Dès lors, l'autorité intimée a prononcé la seule mesure prévue par la loi, laquelle dispose que, dans de telles circonstances, le retrait de sécurité est obligatoirement prononcé pour une durée indéterminée (art. 16d al. 1 LCR).
Il sera rappelé que la mesure pourra être levée sur présentation d'un rapport d'expertise favorable établi par un médecin de niveau 4.
18. Mal fondé, le recours sera dès lors rejeté.

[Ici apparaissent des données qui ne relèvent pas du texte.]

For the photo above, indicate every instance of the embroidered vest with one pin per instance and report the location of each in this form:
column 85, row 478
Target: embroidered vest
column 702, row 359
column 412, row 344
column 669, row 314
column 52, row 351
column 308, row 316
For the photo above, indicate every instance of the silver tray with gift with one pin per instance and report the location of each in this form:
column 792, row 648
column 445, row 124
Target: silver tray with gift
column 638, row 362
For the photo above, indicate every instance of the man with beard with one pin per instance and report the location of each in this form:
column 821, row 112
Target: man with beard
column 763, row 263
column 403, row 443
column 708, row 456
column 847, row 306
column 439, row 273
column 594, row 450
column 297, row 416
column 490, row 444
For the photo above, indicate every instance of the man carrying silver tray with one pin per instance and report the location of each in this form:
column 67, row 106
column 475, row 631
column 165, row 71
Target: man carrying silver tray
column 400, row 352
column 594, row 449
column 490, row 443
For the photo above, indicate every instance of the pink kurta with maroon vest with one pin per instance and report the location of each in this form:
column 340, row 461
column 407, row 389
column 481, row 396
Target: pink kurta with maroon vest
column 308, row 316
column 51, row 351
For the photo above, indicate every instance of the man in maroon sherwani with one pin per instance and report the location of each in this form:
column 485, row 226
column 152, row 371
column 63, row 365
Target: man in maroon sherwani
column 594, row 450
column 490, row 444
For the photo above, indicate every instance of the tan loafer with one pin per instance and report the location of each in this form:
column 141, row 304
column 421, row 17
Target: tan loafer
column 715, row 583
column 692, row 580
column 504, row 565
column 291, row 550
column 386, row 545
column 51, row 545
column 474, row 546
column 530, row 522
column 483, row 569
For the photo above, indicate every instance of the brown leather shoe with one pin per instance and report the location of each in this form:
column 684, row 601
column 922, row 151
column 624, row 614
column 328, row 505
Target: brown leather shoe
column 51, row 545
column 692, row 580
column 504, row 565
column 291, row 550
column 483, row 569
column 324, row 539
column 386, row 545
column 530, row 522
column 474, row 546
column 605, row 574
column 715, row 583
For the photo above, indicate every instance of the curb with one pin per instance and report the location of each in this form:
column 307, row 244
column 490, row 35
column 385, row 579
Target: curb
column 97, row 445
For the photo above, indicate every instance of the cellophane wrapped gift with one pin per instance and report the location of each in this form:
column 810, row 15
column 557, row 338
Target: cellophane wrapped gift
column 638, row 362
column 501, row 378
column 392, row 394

19. En application des art. 87 al. 1 LPA et 1 et 2 du règlement sur les frais, émoluments et indemnités en procédure administrative du 30 juillet 1986 (RFPA - E 5 10.03), le recourant, qui succombe, est condamné au paiement d’un émolument s'élevant à CHF 1’000.-, lequel comprend l’indemnité de CHF 300.- versée à la Dre B______; il est partiellement couvert par l’avance de frais versée à la suite du dépôt du recours. Vu l’issue du litige, aucune indemnité de procédure ne sera allouée (art. 87 al. 2 LPA).
LE TRIBUNAL ADMINISTRATIF
DE PREMIÈRE INSTANCE
1. déclare recevable le recours interjeté le 13 septembre 2024 par Monsieur A______ contre la décision de l'office cantonal des véhicules du 18 juillet 2024 ;
2. le rejette ;
3. met à la charge de Monsieur A______ un émolument de CHF 1’000.-, lequel est partiellement couvert par l'avance de frais ;
4. dit qu’il n’est pas alloué d’indemnité de procédure ;
5. dit que, conformément aux art. 132 LOJ, 62 al. 1 let. a et 65 LPA, le présent jugement est susceptible de faire l'objet d'un recours auprès de la chambre administrative de la Cour de justice (10 rue de Saint-Léger, case postale 1956, 1211 Genève 1) dans les 30 jours à compter de sa notification. L'acte de recours doit être dûment motivé et contenir, sous peine d'irrecevabilité, la désignation du jugement attaqué et les conclusions du recourant. Il doit être accompagné du présent jugement et des autres pièces dont dispose le recourant.
Au nom du Tribunal :
La présidente
Sophie CORNIOLEY BERGER
Copie conforme de ce jugement est communiquée aux parties.